Em 1958, sem idade para poder votar, pedira aos meus pais um boletim Olympia de Paris ao Lincoln Center de Nova Iorque e ao Hollywood Bowl (sob a direção do fabuloso André Kostelanetz, que fora casado com a afamada soprano de coloratura Lily Pons), até ao Japão e à Austrália. Amália voltou a correr mundo, num regresso aos lugares onde fora feliz: França, Itália, EUA, Brasil, Argentina, Israel, Japão, etc.
O grande reencontro com o público português deu-se no concerto de 1985 no Coliseu dos Recreios de Lisboa; seria confirmado dois anos depois no mesmo recinto com a consagração definitiva.
Quando cantou o ‘Povo Que Lavas no Rio’, com versos de Pedro Homem de Mello e música de Joaquim Campos, a casa veio abaixo numa trovoada de aplausos: “Povo, povo, eu te pertenço/ Deste-me alturas de incenso/ Mas a tua vida não.” Os anos 1990, que marcavam os 50 anos de carreira, trouxeram-lhe novas intimações de mortalidade.

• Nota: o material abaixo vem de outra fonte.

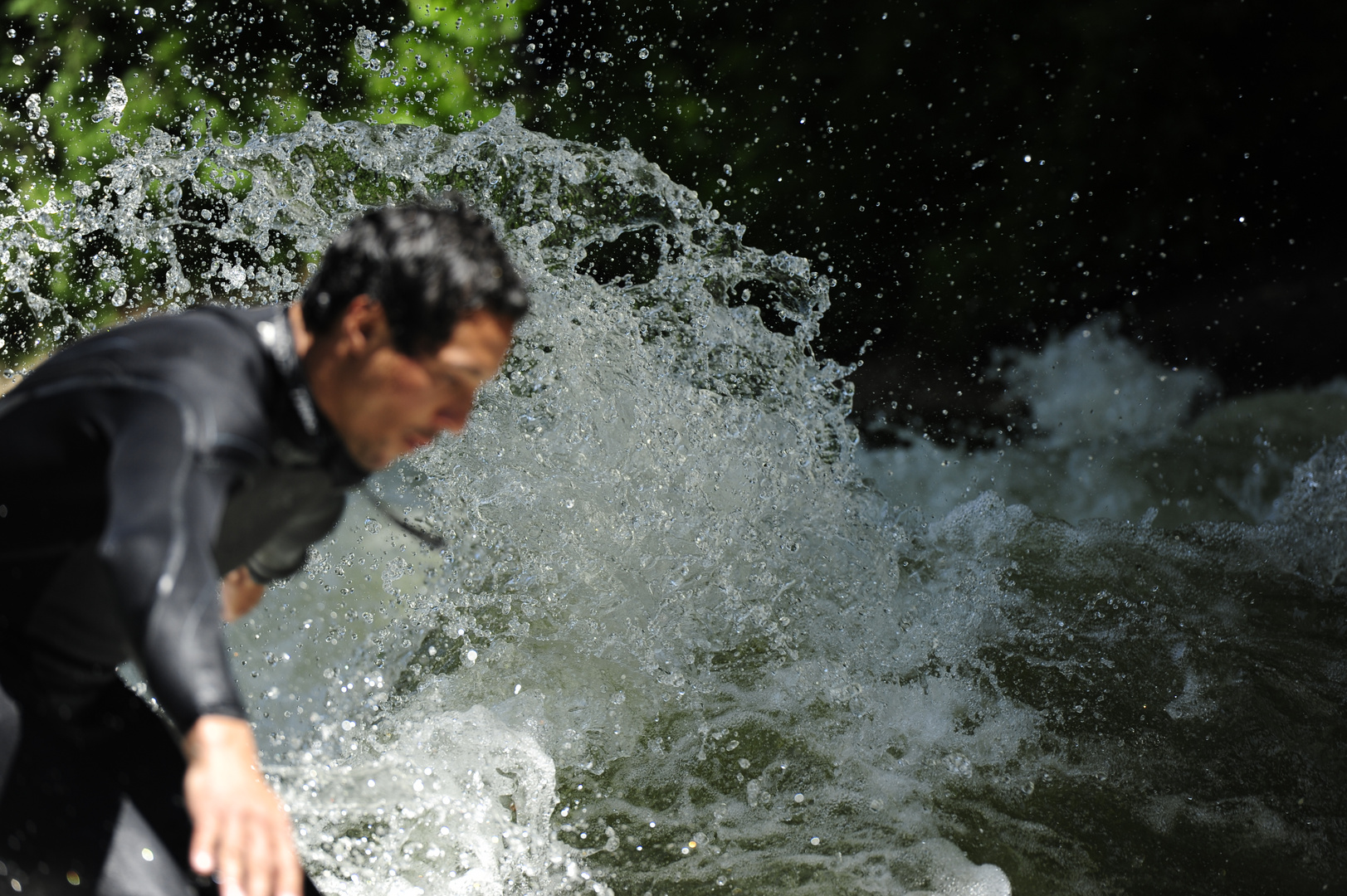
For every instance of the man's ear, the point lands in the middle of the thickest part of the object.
(365, 325)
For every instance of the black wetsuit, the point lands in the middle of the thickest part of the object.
(135, 468)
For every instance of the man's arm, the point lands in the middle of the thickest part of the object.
(239, 595)
(166, 496)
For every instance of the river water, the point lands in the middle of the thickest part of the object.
(687, 637)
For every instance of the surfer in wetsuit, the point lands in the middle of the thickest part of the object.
(139, 465)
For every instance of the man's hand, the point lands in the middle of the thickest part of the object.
(239, 595)
(240, 830)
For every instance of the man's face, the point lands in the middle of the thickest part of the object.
(387, 405)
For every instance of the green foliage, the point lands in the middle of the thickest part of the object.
(190, 68)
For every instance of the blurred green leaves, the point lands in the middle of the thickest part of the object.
(220, 66)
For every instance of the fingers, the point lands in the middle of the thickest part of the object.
(203, 849)
(256, 857)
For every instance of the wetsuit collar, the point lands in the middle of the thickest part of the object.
(276, 337)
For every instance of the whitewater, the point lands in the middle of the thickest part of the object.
(686, 636)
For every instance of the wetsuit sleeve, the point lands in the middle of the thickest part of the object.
(285, 552)
(164, 504)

Primeiro Oulman (em 1990), depois Mourão-Ferreira (em 1996) e finalmente, em 1997, o (segundo) marido e companheiro de 36 anos, o engenheiro mecânico luso-brasileiro César Seabra; todos partiram para o ‘país por descobrir’, de que falava Hamlet. Para Amália, o refúgio era a Herdade do Brejão, na costa vicentina, a sul de Zambujeira do Mar.
Tal como no poema de Fernando Pessoa sobre Dom João II, fitando “além do mar […] o mar que possa haver além da terra”, também ela enchia “de estar presente o mar e o céu”.
Pitonisa dos sentimentos e emoções portuguesas, Amália Rodrigues deixou-nos a 6 de outubro de 1999, poucas horas após o regresso a Lisboa de mais uma estadia no Brejão. Menos de dois anos depois, o corpo era trasladado para o Panteão Nacional. A voz, essa, continua a encher a terra, o mar e o céu.